Figure 1: The elevated presence of formaldehyde in industrial settings poses a significant health risk to exposed individuals [6]. Various sources contribute to indoor emissions, including wood, flooring, paint, cooking activities, smoking, electronic equipment, paper, fabric dye, ink, cosmetics, cleaning products, and air fresheners [6,7]. However, outdoor settings, predominantly influenced by the biosphere, atmospheric interactions, and biomass/ fuel combustion, are identified as the primary source of formaldehyde emissions. Industrial operations such as oil refining, copper plating, and waste incineration, as well as fuel combustion in urban and industrial settings, contribute substantially to outdoor formaldehyde levels.

Concentration of Formaldehyde in Hospitals and Industries

In the examination of the 16 analyzed publications, formaldehyde concentrations within hospitals were reported in 6 articles. There was no significant difference for the concentrations between the groups (Mann-Whitney U, p-v>0.5). The average concentration in hospital settings was found to be 0.62 ± 0.52 ppm (SE = 0.52 ppm, Median = 0.24 ppm), with the highest recorded value observed in a public hospital at 1.33 ppm and the lowest in a military hospital at 0.228 ppm. Additionally, five articles presented data on formaldehyde concentrations in various industrial settings. The average industrial concentration was determined to be 10.73 ± 4.5 ppm (SE = 10.04 ppm, Median = 0.548 ppm). The chemical sector exhibited the highest concentration at 31.03 ppm, while the lowest concentration of 0.2 ppm was recorded in office environments within industrial centers. Notably, the concentration of formaldehyde in industries surpassed that in hospitals, as depicted in Figure 2. The average concentrations in both healthcare and industrial settings exceeded the recommended 8-hour weighted mean threshold value (TWA-TLV) established by the American Conference of Governmental Industrial Hygienists (ACGIH).
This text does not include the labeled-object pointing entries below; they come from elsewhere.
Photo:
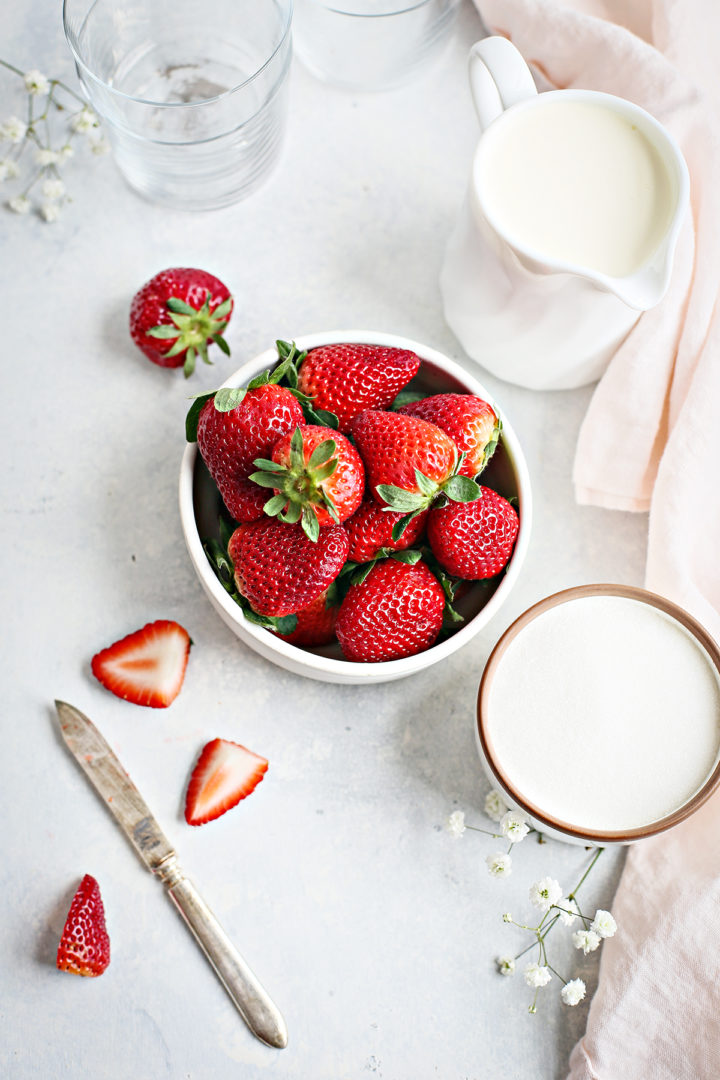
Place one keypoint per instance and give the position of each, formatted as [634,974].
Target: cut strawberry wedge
[148,666]
[84,947]
[226,773]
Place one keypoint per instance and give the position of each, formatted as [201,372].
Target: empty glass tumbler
[369,44]
[192,95]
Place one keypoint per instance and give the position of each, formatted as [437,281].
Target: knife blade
[130,810]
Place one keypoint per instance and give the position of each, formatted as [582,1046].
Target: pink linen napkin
[651,441]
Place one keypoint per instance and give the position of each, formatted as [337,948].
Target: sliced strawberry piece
[226,773]
[84,947]
[148,666]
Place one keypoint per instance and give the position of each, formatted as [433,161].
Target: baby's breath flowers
[546,895]
[573,991]
[505,964]
[50,149]
[586,940]
[499,864]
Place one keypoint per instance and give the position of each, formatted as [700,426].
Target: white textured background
[371,928]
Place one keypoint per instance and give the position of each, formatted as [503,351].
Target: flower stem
[11,67]
[597,854]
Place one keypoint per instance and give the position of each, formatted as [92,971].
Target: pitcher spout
[647,286]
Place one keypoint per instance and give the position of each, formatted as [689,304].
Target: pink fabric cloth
[651,441]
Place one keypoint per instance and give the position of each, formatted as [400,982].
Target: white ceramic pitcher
[527,318]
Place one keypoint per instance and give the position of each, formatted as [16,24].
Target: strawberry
[470,422]
[315,624]
[370,531]
[474,540]
[236,427]
[84,947]
[395,611]
[345,379]
[177,314]
[148,666]
[280,569]
[226,773]
[409,463]
[317,475]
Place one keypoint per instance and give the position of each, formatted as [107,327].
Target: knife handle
[252,1001]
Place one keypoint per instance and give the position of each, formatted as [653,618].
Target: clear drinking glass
[192,95]
[369,44]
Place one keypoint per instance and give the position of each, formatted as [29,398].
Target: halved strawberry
[84,947]
[226,773]
[148,666]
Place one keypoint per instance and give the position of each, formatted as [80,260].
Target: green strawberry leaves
[219,559]
[228,397]
[192,328]
[428,494]
[299,485]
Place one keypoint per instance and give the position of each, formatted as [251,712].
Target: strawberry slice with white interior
[148,666]
[226,773]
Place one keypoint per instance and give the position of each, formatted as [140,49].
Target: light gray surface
[371,928]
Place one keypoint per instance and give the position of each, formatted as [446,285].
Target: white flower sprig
[545,894]
[45,97]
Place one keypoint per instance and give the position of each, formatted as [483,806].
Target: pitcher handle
[499,78]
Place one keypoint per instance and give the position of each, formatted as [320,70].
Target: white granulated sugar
[605,713]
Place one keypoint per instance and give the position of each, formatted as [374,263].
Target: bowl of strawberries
[354,504]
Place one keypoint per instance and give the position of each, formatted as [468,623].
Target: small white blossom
[50,211]
[499,864]
[586,940]
[505,964]
[53,189]
[13,130]
[494,806]
[535,976]
[9,170]
[573,991]
[36,82]
[603,923]
[83,121]
[99,146]
[545,892]
[514,825]
[19,204]
[568,912]
[45,157]
[456,823]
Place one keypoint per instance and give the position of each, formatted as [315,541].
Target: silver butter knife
[128,808]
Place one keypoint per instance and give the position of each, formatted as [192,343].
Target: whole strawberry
[345,379]
[470,421]
[234,428]
[177,314]
[395,611]
[370,531]
[315,623]
[474,540]
[279,569]
[84,947]
[317,476]
[409,463]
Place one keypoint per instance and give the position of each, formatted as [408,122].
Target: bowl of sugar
[598,715]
The potential health risks associated with formaldehyde exposure, encompassing both carcinogenic and non- cancerous consequences affecting the nervous system, skin, and respiratory system, are significant in both industrial and hospital settings [12]. Industries, particularly those investigated outdoors, demonstrated a high prevalence of formaldehyde exposure, identified by a study conducted by Shahram Vosoqi, et al. revealing 36 distinct industries where workers are exposed to formaldehyde [6].

Formaldehyde finds extensive use in various industries, including fabric, leather, rubber, cement, plastic, adhesives, glues for wood products, paper pulp, and manufacturing processes in furniture and textile industries [13]. Health risk assessments are essential for determining preventive measures against workplace air pollutant exposure, considering the well-established human carcinogenicity of formaldehyde, categorized by the International Agency for Research on Cancer (IARC). The compound has been linked to DNA damage, mutations in mammalian cells, and the development of nasopharyngeal carcinoma (NPC) and leukemia in humans.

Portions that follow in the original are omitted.